In the spirit of a Doctors Without Borders tradition, Team 1 erected a survivor board in the MMU complex. In yellow paint on a dark blue background (USPHS colors), the top of the board bears the legend, “Today I Am Healed/Tomorrow I Return To Heal Another”; beneath the words, cured patients are invited to leave their handprints in paint. Sayonkon and Tate both left their yellow mark that day.

“Surviving the Ebola virus was a tragically infrequent event in West Africa, and the handprints and signatures on the survivor wall were intended to give hope to others,” Perdue said.
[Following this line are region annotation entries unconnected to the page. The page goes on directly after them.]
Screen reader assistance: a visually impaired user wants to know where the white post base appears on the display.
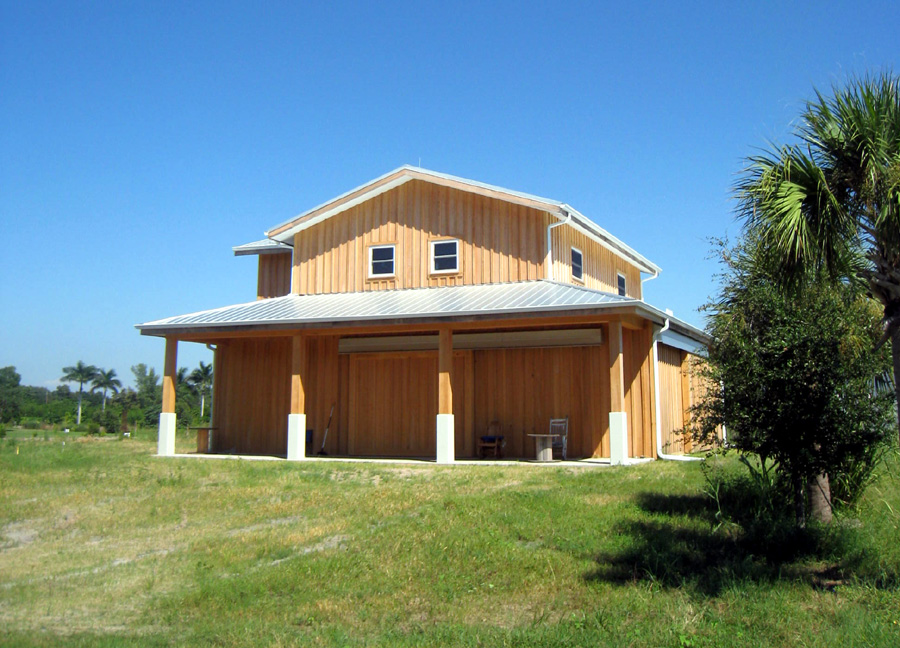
[156,412,177,457]
[609,412,628,466]
[288,414,306,461]
[437,414,456,464]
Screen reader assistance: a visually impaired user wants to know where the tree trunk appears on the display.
[891,326,900,446]
[791,475,806,529]
[806,473,832,524]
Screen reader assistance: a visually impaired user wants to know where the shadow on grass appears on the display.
[585,493,843,597]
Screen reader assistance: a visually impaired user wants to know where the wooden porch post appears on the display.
[681,351,694,454]
[287,335,306,461]
[609,320,628,466]
[437,327,456,463]
[156,337,178,457]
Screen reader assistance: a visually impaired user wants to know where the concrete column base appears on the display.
[156,412,177,457]
[437,414,456,464]
[609,412,628,466]
[288,414,306,461]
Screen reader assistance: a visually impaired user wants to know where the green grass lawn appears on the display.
[0,432,900,647]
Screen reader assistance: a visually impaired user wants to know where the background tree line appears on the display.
[0,361,213,434]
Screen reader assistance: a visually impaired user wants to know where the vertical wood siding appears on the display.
[545,226,643,299]
[658,343,691,454]
[256,254,292,299]
[474,346,609,459]
[213,336,341,455]
[347,351,471,458]
[292,180,641,298]
[214,329,656,458]
[622,328,656,457]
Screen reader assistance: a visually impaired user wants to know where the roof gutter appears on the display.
[544,207,572,281]
[653,317,703,461]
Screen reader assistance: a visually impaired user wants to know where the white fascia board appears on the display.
[266,171,413,243]
[562,205,662,274]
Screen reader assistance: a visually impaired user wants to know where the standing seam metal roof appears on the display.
[136,279,636,332]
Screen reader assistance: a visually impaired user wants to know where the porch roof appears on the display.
[136,279,708,344]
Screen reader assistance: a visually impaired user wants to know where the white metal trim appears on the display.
[569,245,584,283]
[367,243,397,279]
[428,238,460,275]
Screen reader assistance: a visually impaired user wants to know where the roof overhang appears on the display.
[136,280,709,346]
[231,239,294,256]
[266,165,660,274]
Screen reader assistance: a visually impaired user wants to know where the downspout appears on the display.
[641,270,668,302]
[653,317,703,461]
[545,207,572,281]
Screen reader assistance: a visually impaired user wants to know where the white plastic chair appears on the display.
[550,416,569,460]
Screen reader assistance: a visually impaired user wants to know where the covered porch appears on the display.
[142,282,704,463]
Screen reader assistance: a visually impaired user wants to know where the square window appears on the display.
[572,248,584,281]
[431,239,459,273]
[369,245,394,278]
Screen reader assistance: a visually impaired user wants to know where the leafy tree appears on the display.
[736,74,900,440]
[695,238,893,525]
[115,388,141,431]
[188,360,213,419]
[131,362,159,407]
[61,360,98,425]
[0,366,22,423]
[91,369,122,412]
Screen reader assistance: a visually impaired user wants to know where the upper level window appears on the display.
[572,248,584,281]
[431,239,459,273]
[369,245,394,278]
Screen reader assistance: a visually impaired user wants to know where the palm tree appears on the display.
[735,73,900,442]
[91,369,122,412]
[60,360,97,425]
[188,360,212,419]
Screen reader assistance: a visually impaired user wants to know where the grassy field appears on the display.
[0,432,900,647]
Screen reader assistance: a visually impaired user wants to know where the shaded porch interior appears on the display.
[211,322,655,459]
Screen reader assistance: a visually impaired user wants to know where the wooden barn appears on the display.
[137,167,707,463]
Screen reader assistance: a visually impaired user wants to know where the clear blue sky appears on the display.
[0,0,900,386]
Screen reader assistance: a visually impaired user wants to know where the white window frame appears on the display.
[368,243,397,279]
[569,245,584,283]
[429,239,459,274]
[616,272,628,297]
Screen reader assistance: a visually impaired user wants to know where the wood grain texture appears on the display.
[474,346,609,459]
[256,253,293,299]
[162,337,178,414]
[658,343,686,454]
[545,225,643,299]
[292,180,641,298]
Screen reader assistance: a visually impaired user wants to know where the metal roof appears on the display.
[136,279,706,339]
[231,239,294,256]
[266,164,661,274]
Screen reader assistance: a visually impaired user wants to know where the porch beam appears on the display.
[436,327,456,463]
[156,337,178,457]
[609,321,628,465]
[287,335,306,461]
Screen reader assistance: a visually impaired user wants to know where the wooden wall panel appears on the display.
[256,254,292,299]
[346,351,473,459]
[213,336,346,456]
[213,338,291,455]
[293,180,551,294]
[545,226,643,299]
[622,328,656,457]
[474,346,609,459]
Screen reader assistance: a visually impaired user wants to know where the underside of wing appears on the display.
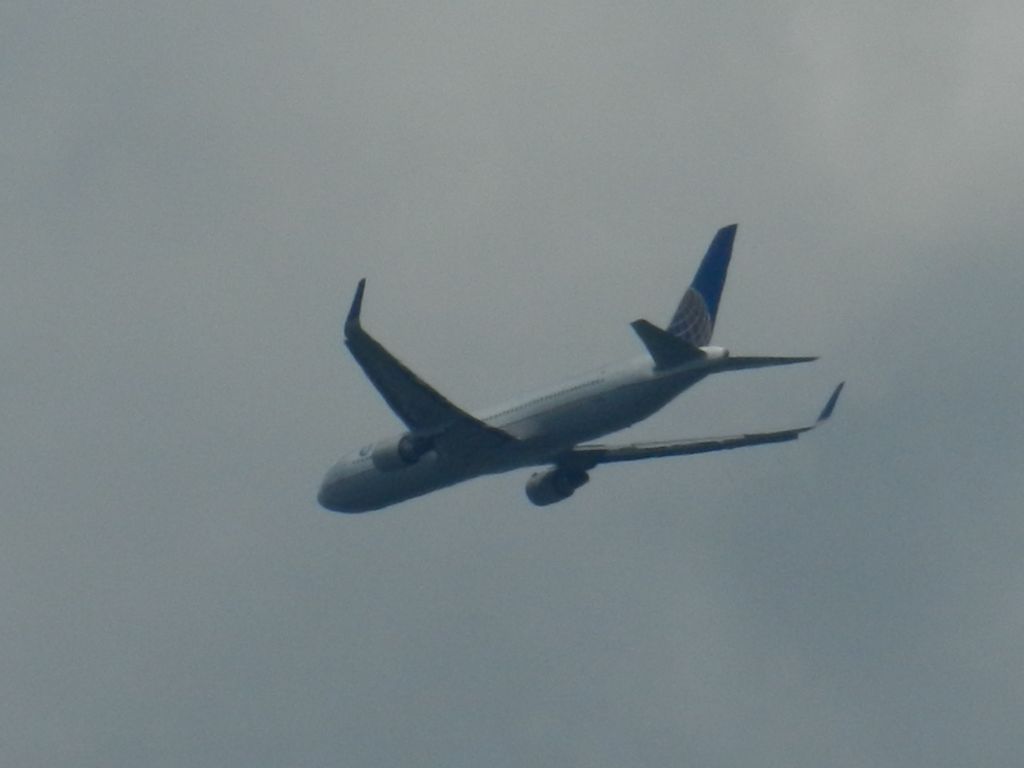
[345,280,514,451]
[558,384,843,470]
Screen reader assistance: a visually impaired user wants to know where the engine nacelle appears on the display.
[526,467,590,507]
[370,433,431,472]
[700,347,729,360]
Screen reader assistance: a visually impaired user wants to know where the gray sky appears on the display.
[0,0,1024,768]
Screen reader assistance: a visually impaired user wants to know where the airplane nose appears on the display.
[316,465,341,512]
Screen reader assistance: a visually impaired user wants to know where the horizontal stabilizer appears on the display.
[630,319,705,368]
[715,355,817,372]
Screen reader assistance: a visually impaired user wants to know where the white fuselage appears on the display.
[318,347,728,512]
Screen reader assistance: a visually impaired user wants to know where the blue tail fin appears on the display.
[669,224,736,346]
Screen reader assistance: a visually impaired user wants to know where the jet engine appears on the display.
[370,432,432,472]
[526,467,590,507]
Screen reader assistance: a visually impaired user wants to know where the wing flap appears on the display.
[345,279,514,454]
[558,383,843,469]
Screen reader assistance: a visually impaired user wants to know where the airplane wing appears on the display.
[345,279,515,453]
[557,383,843,470]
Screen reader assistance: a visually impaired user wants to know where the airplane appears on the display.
[317,224,843,513]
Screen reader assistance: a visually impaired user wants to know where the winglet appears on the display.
[818,381,846,424]
[345,278,367,329]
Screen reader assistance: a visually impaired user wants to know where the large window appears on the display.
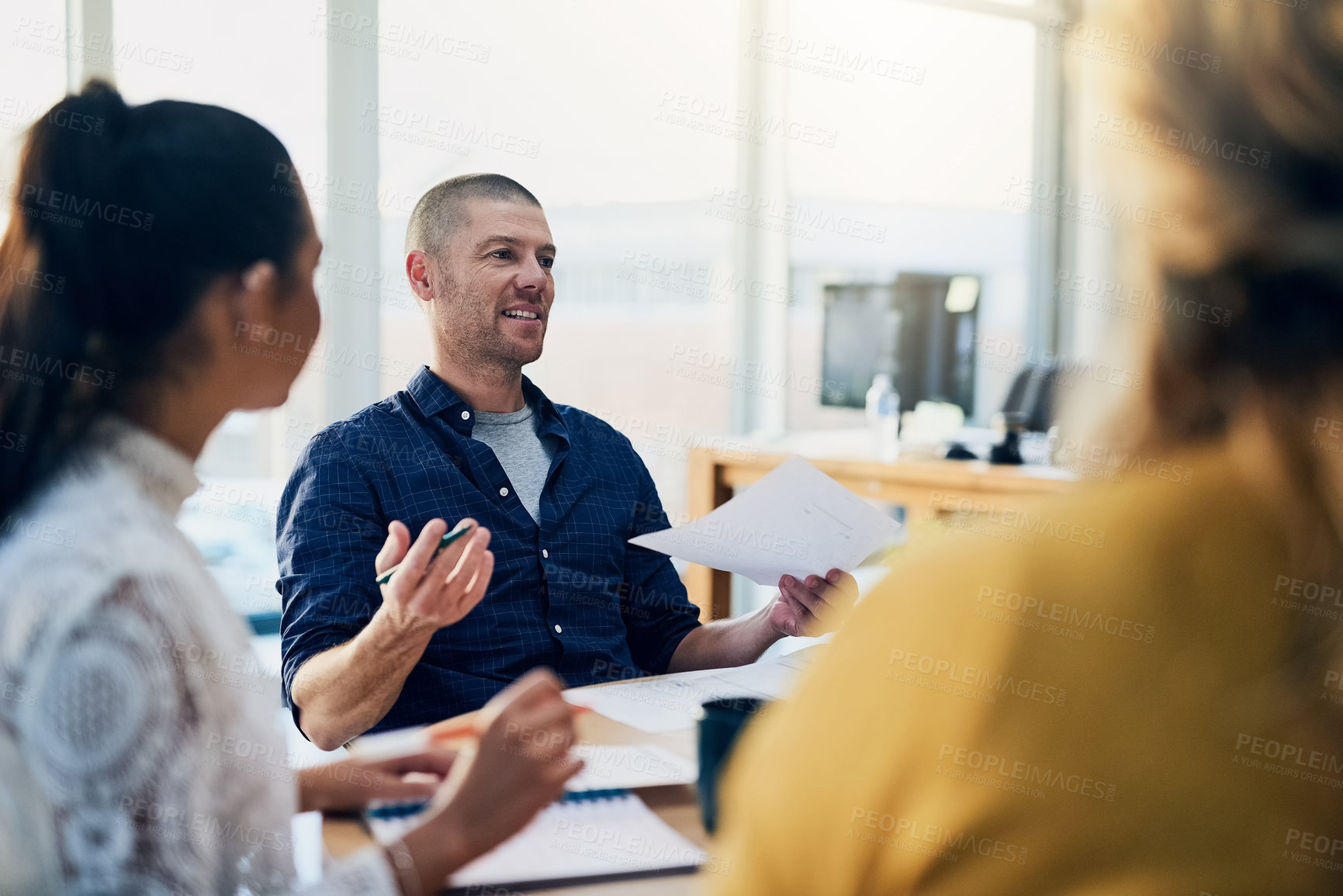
[18,0,1057,628]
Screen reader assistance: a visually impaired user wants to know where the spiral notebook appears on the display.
[368,790,708,894]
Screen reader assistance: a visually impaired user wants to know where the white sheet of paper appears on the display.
[564,645,823,735]
[564,743,700,793]
[630,457,900,584]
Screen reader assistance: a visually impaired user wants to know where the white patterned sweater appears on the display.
[0,420,400,894]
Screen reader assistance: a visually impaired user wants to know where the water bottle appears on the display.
[866,373,900,463]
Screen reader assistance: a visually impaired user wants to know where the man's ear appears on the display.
[406,248,438,303]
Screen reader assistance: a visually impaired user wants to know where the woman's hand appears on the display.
[373,517,494,631]
[298,749,457,811]
[403,669,583,894]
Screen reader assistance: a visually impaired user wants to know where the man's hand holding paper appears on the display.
[630,457,900,635]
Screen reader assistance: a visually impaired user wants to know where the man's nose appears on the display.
[517,258,549,292]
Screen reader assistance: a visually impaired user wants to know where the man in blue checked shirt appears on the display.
[277,175,853,749]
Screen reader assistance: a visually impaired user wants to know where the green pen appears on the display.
[373,524,476,584]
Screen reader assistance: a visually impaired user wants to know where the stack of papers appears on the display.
[564,743,700,793]
[630,457,900,584]
[369,791,707,894]
[564,645,822,733]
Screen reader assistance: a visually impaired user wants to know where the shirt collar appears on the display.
[406,365,568,441]
[92,417,200,517]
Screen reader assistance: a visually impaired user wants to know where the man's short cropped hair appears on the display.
[406,175,542,257]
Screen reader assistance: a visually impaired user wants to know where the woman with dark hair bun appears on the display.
[0,83,580,894]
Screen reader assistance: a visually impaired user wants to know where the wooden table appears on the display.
[322,683,711,896]
[685,448,1076,622]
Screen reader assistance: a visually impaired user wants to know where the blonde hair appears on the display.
[1109,0,1343,445]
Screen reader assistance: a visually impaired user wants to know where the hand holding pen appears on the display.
[373,517,494,628]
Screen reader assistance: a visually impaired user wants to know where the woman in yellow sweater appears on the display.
[709,0,1343,896]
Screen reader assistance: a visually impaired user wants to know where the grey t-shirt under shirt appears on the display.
[472,404,555,523]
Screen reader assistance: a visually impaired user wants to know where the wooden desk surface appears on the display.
[322,685,711,896]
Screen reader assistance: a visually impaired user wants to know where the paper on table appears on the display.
[564,743,700,791]
[630,457,900,584]
[564,645,821,733]
[564,676,764,735]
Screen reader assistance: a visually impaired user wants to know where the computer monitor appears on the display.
[821,274,981,418]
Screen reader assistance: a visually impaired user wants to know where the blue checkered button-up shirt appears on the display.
[277,368,698,731]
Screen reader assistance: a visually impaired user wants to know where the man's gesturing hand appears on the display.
[373,518,494,628]
[770,569,858,637]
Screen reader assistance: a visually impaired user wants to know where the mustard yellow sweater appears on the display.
[705,448,1343,896]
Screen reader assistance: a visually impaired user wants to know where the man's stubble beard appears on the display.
[434,268,545,376]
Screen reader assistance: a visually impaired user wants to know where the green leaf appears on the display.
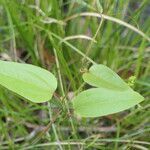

“Frankly, it was also a kind of gift to us…the patients were given the choice to place their handprints there, and I think they must have sensed how much it meant to us.”

More yellow handprints crowded the board over time. By Christmas, Perdue had returned home to Washington, D.C., and MMU Team 2 had replaced Team 1. The mission continued, one patient at a time, and eventually the efforts of the MMU and other treatment center staff around the country paid off: by March 2015, Liberia was nearly Ebola-free.

But the outbreak still raged. At the same time Liberia was down to a single case, Guinea still reported 100 new cases each week. The overall global response to this public health crisis had been harshly criticized for being sluggish and ineffectual, especially in the early stages, and though the epidemic had been geographically contained, it was far from being under control.

Questions remain: How long will this outbreak last? Could a crisis on this scale happen again? How could the world be better able to respond if it did?

Agencies and institutions around the globe may not have answers yet, but will learn from this Ebola outbreak. Perdue and others in the DIHS, for example, are working now to understand how global travel, health systems, public health practices and legal structures interact in order to better prepare for crises like this in the future. It’s a big job.

“I work with other U.S. agencies and foreign governments to strengthen the global capacity to prevent, detect early and respond efficiently to potential public health disasters,” he said.

“That sounds like a herculean task, but it is really just one small step at a time.”